I am not sure what you mean by “huge overhead for rebuilding original set”. Adding a new element to a set is efficient.

1 Like

To add to @octachron’s remark, I think you may have the wrong mental image of trees such as immutable sets. The principle of adding an item to a set is comparable to building a list by successively cons’ing items onto the (front of the) list. (There is obviously a little more to it with a self-balancing tree like a set, but the principle is there.)

1 Like

To add to @cvine’s remark, a good way to get the right mental images of purely functional data structures is to read Chris Okasaki’s Purely Functional Data Structures book.

2 Likes

I am new to OCaml and functional programming, so I think it would be a good way to understand the language by implementing a graph by myself.

Still, thank you for the recommendation and I will check it!

I understand that adding an element to a set is O(log n) if it relies on a binary balanced tree.

However, the “huge overhead for rebuilding” I thought is that we need to deep copy the original set and then add the new element to the new set.

Please correct me if I misunderstand the “immutable” property for set here…

Thank you for pointing my mistake, but I am still confused about this “immutable” property.

Say am passing a set as an argument and call the function recursively as below

let rec list_to_set (s : IntSet) (l : int list)= 
match l with
[] -> s
| h::t -> IntSet.add s h;
          list_to_set s t;

If list l has 10 elements, so am I creating 10 sets during the recursion?

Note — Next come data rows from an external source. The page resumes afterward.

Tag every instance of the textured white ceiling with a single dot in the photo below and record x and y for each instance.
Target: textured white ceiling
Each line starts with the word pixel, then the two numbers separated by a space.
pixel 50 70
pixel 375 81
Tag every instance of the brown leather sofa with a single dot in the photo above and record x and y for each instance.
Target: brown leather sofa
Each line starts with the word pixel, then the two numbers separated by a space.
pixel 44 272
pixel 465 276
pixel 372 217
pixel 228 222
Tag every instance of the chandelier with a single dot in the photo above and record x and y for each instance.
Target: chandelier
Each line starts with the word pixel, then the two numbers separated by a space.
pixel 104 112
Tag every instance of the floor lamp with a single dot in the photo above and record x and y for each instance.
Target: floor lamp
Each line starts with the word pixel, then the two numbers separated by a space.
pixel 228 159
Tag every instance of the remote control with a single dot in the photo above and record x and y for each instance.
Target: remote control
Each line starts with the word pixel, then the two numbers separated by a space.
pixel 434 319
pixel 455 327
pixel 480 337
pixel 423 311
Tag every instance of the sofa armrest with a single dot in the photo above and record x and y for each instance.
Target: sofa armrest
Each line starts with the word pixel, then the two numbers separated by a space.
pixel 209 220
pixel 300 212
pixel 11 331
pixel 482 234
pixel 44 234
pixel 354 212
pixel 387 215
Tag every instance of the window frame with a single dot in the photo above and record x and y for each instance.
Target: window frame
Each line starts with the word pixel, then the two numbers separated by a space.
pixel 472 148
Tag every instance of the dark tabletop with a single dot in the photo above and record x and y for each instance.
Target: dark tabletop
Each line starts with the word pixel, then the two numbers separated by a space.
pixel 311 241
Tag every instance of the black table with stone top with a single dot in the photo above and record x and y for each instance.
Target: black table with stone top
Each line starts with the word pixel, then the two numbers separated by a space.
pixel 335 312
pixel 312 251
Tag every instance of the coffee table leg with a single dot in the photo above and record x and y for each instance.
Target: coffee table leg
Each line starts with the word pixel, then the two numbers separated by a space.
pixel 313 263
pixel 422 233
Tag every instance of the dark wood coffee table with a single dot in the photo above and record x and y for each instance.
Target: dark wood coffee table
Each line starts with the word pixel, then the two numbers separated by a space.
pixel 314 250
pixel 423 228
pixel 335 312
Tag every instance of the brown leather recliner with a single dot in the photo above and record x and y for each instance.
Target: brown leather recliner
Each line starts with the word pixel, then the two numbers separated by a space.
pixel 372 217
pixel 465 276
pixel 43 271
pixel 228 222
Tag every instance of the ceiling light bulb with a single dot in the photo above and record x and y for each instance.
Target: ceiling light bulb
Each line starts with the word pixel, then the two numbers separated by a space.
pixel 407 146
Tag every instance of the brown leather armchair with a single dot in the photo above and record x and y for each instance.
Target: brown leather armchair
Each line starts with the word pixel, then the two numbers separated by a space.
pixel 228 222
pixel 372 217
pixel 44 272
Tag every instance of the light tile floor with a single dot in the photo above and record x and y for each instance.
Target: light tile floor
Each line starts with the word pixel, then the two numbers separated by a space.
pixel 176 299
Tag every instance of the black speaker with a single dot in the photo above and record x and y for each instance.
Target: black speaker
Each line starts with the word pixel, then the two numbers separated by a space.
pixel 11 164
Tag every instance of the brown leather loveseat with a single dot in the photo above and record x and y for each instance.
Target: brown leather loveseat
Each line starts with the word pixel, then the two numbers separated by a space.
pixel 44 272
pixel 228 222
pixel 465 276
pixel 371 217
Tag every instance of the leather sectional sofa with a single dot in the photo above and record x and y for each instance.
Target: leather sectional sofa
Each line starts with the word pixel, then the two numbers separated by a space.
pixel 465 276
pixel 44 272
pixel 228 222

Or each time I am passing s by reference instead of by value (so there is only one set)?

Cheers! I am going to check it :wink:

There is no need to build a deep copy of a set to add a new element. When adding a new element, we only need to create new nodes for the node on the path to the new elements, and those nodes share the unmodified subtree with the original node. Thus only, O(ln n) new nodes are created when adding a new element.

Also, the correct function to build a set from a list would be:

let rec list_to_set s l = match l with
| [] -> s
| h :: t -> list_to_set (Int_set.add h s) t

This function does create one set by element, but sets are cheap to create.

1 Like

The diagrams in this section give a good picture of what @octachron is talking about. Notice the node sharing between the old and the new tree.

1 Like

Thank you for the diagram. It is much clear now!

Thank you for the information! It makes sense to create O(ln n) new nodes in a new subtree.

It may be irrelevant, but I am quite confused why OCaml use binary tree to implement Set. I think hash table may be a better choice because Set does not care the order where BST may beat hash table. Also, the amortized cost O(1) for mem is much cheaper for hash table.

You can use Hashtbl as a set if you wish, but neither Set nor Hashtbl are strictly superior to each other.

In particular, Set is immutable and the mem function has a worse case complexity of O(ln n) compared to O(n) for Hashtbl. Set is thus often a safe, simple to reason about, and reasonably performant alternative to Hashtbl. But of course, the performance characteristic of Hashtbls (or the mutability) might make them a better fit for specific issues.

2 Likes